Di conseguenza quando un consigliere di un certo “potere” viene messo in una colonna della plancia delle azioni tutti quelli che hanno valore più basso sono costretti a “scalare” verso il basso di una casella. Quando però una colonna è piena non si possono più aggiungere altri consiglieri, indipendentemente dalla loro “potenza”.

Al termine della fase 1 si risolveranno le azioni partendo dai consiglieri di valore più basso, uno alla volta ed in ordine di turno (partendo da quello di valore “1” del primo giocatore) e poi si procederà ad ogni nuovo giro con i consiglieri di valore crescente.

I consiglieri ed i tre tipi di edificio a disposizione di ogni giocatore[/caption]

Soffermiamoci per esempio sulla situazione mostrata dalla foto qui sotto:

La plancia delle Azioni durante una partita

La plancia delle Azioni durante una partita

Supponendo che sia di turno il bianco, il giocatore toglierà dalla plancia per primo il suo consigliere n°1 (quello in basso a sinistra nella foto) ed eseguirà il reclutamento di una unità (mettendo una nuova miniatura in un territorio occupato dalla sua fazione); lo seguirà il giocatore rosso che toglierà il suo n° 1 dalla sesta colonna per pescare due carte “complotto” e sceglierne una; poi toccherà al giallo (seconda colonna) che potrà eseguire due movimenti (muovendo di due aree con una sola pedina oppure di un’area con due pedine) ed infine al blu (terza colonna) che, pagando una moneta, potrà effettuare un attacco. Poi si ripete la procedura con i consiglieri “2” e così di seguito fino quelli di valore “5”.

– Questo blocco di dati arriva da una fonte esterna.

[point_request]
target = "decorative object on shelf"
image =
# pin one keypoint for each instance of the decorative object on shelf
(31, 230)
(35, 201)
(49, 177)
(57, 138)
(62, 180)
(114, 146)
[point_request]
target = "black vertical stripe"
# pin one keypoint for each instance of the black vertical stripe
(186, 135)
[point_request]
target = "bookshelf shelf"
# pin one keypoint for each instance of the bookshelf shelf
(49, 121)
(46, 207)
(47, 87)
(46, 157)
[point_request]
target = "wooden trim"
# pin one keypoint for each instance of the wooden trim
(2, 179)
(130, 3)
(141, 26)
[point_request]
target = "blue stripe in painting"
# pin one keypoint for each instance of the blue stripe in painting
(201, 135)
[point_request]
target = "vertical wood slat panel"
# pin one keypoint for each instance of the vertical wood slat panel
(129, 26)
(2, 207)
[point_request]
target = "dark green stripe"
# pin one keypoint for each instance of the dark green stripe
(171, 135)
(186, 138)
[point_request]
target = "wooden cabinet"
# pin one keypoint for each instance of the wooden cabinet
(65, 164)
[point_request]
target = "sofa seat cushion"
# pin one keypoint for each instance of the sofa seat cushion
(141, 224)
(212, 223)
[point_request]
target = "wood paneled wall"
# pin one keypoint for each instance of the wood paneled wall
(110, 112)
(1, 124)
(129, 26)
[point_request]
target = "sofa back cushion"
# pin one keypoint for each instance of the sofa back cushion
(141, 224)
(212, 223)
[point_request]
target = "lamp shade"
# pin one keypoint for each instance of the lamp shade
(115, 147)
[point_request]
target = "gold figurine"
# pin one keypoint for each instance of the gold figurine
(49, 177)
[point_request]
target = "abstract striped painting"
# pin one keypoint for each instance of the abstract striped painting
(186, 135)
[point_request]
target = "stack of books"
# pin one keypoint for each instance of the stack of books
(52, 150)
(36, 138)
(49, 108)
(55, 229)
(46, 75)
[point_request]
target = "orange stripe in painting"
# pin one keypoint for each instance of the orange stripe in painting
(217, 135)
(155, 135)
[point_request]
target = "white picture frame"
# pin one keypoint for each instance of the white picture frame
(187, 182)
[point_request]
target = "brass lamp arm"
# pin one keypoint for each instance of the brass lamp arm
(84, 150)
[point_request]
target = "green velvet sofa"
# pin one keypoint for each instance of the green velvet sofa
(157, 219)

Se ne deduce una prima conclusione importante: è sempre interessante conquistare delle caselle di grande valore, ma va fatto “cum grano salis”, perché non serve a nulla avere un grosso vantaggio in un’azione che sarà impossibile sfruttare pienamente al momento del suo utilizzo perché in un’altra abbiamo ottenuto il minimo: in altre parole ogni turno deve essere programmato molto attentamente, sapendo che certi consiglieri potrebbero essere spostati dagli avversari, e spesso è necessario essere certi di poter eseguire certe azioni nel turno corrente per poter poi sfruttare altre azioni nel successivo con quanto si è guadagnato.

Partita in corso

Partita in corso

Lo scopo di Rurik: L’alba di Kiev e di arrivare alla Fase 3 (Rivendicazione) con le risorse e le conquiste giuste per poter avanzare con i segnapunti, per cui, anche se la pacifica convivenza fra unità di diversi colori è possibile, prima o poi si arriverà ad uno scontro per ottenere il controllo di certe aree ( di cui cercare di sfruttare poi anche le risorse).

Le battaglie sono di due tipi: contro i ribelli (miniature nere) o contro un avversario. In entrambi i casi bisogna aver piazzato uno o più consiglieri nella terza colonna della plancia delle azioni (attaccare) per ottenere 1 o 2 spade (ogni spada permette un combattimento): da notare che la colonna garantisce sempre come minimo un attacco, ma le ultime due caselle costano 1 o 2 monete (come accade anche nelle altre colonne), quindi è bene avere sempre un po’ di soldi di riserva.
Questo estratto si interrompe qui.